Ainsi que le confirme « l’exposé des motifs » proposé dans le projet de loi, l’article 41 du PLFSS pour 2023 vient compléter plusieurs outils juridiques dont disposent les caisses de sécurité sociale pour détecter et sanctionner les fraudes :

  1. Autoriser les greffiers des tribunaux de commerce à transmettre aux agents des organismes de protection sociale et de l’État des renseignements et documents recueillis dans l’exercice de leurs missions et faisant présumer des fraudes en matière de cotisations ou prestations sociales ;
  2. Simplifier la procédure de sanction administrative qui peut être prononcée par un directeur de caisse (branches famille et vieillesse) en cas de fraude ;
  3. Rehausser les plafonds de pénalités financières applicables en cas de fraudes à l’assurance maladie ;
  4. Ouvrir le droit de communication de renseignements détenus par des tiers aux agents chargés au sein des organismes sociaux du recouvrement des créances nées après le constat d’une infraction de travail dissimulé ;
  5. Autoriser le réseau des caisses de MSA à procéder à l’interconnexion des données obtenues par le droit de communication non nominatif avec les données de son système d’information ;
  6. Doter certains agents de contrôle des organismes de la protection sociale et de l’inspection du travail de moyens d’investigation plus adaptés à l’environnement numérique, et en particulier de pouvoirs d’enquête sous pseudonyme sur internet afin de pouvoir établir plus efficacement l’existence de fraudes toujours plus sophistiquées. 

Exposé des motifs

La fraude aux prestations sociales et la fraude aux cotisations (travail illégal, qui consiste à éluder des cotisations qui sont dues) fragilisent les fondements de notre économie et de notre modèle social. La mise en œuvre d’actions de contrôle et de lutte contre la fraude par les organismes de recouvrement constitue un vecteur essentiel de garantie des droits des salariés et d’équité du prélèvement social, et par voie de conséquence de son acceptabilité par les citoyens et les entreprises.

Plusieurs rapports parlementaires et de la Cour des Comptes mettent l’accent sur la nécessité de lutter contre les fraudes à enjeux, c’est à dire les fraudes avec préjudice financier important, les fraudes complexes, les fraudes touchant plusieurs régions ou plusieurs organismes, les fraudes avec une dimension internationale.

La lutte contre les fraudes à enjeux est donc une des priorités du plan ministériel d’action de lutte contre la fraude sociale 2021-2023, d’autant que l’essor de la dématérialisation des échanges avec les services publics a favorisé le développement de fraudes massives et sophistiquées. Le Conseil d’État préconise d’ailleurs l’adaptation des pouvoirs d’enquête des corps de contrôle à l’environnement numérique.

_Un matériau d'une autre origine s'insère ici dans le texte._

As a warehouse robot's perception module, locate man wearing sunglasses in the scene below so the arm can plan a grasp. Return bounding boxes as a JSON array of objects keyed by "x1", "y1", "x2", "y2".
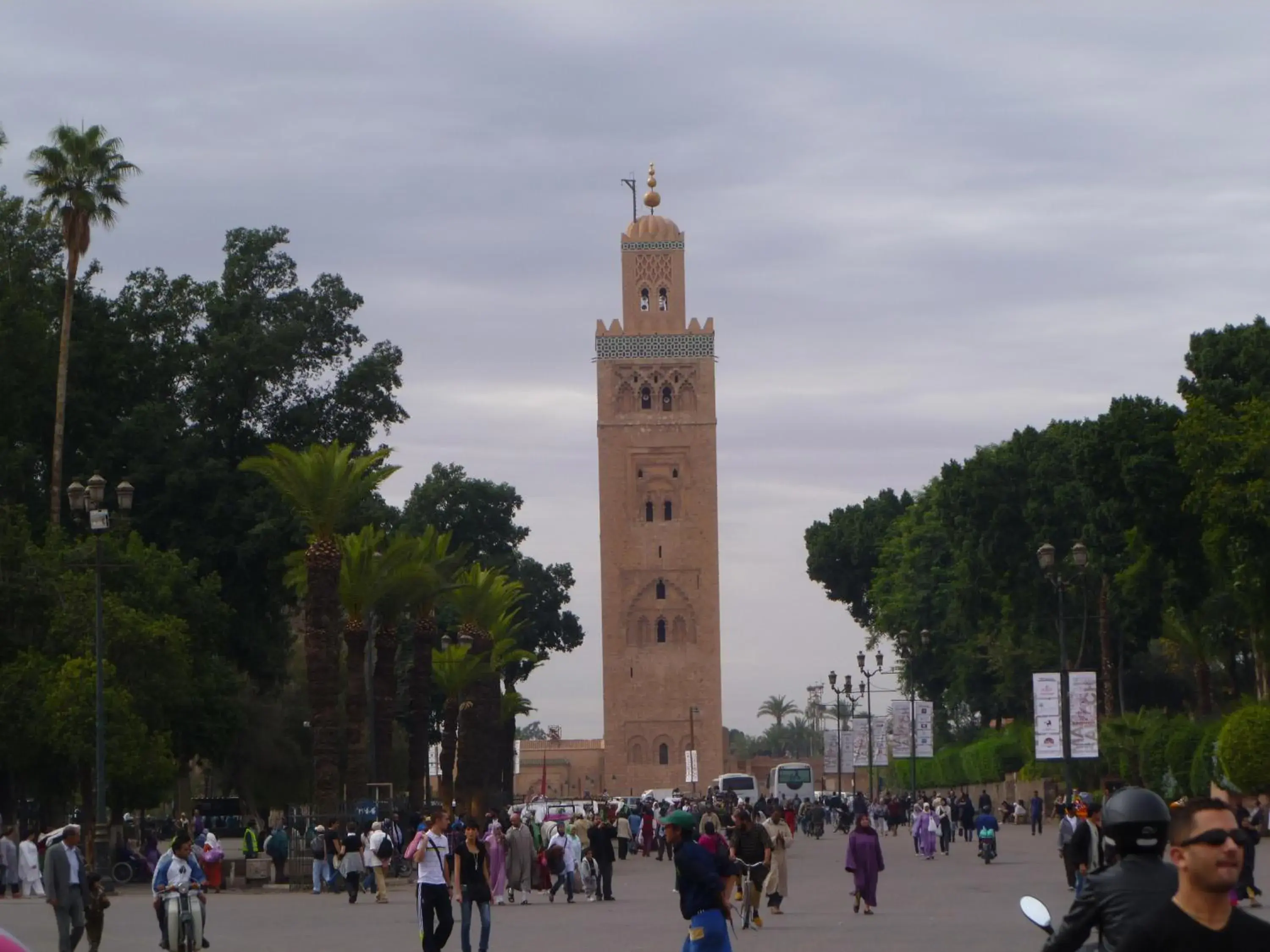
[{"x1": 1119, "y1": 800, "x2": 1270, "y2": 952}]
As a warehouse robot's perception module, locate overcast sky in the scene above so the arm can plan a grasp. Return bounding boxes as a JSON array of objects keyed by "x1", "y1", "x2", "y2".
[{"x1": 0, "y1": 0, "x2": 1270, "y2": 737}]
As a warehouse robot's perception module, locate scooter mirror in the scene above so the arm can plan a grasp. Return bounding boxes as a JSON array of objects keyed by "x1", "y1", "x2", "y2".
[{"x1": 1019, "y1": 896, "x2": 1054, "y2": 933}]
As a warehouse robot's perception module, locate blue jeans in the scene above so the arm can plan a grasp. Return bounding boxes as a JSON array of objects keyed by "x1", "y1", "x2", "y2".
[
  {"x1": 683, "y1": 909, "x2": 732, "y2": 952},
  {"x1": 458, "y1": 890, "x2": 489, "y2": 952}
]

Que la fraude soit le fait d’assurés, d’entreprises ou de professionnels de santé, voire de réseaux organisés, améliorer l’efficacité des processus de contrôle et de sanction en matière de fraude sociale nécessite de doter les organismes sociaux et leurs agents d’outils adaptés. Le présent article vient ainsi compléter plusieurs outils juridiques dont disposent les caisses de sécurité sociale pour détecter et sanctionner les fraudes.

En premier lieu, il autorise les greffiers des tribunaux de commerce à transmettre aux agents des organismes de protection sociale et de l’État des renseignements et documents recueillis dans l’exercice de leurs missions et faisant présumer des fraudes en matière de cotisations ou prestations sociales. Cette mesure permettra de repérer plus rapidement certaines fraudes commises via des « sociétés éphémères » (sociétés fictives créées pour servir de support à différents types de fraudes aux finances publiques), et donc d’être collectivement plus réactif dans le traitement de ces fraudes.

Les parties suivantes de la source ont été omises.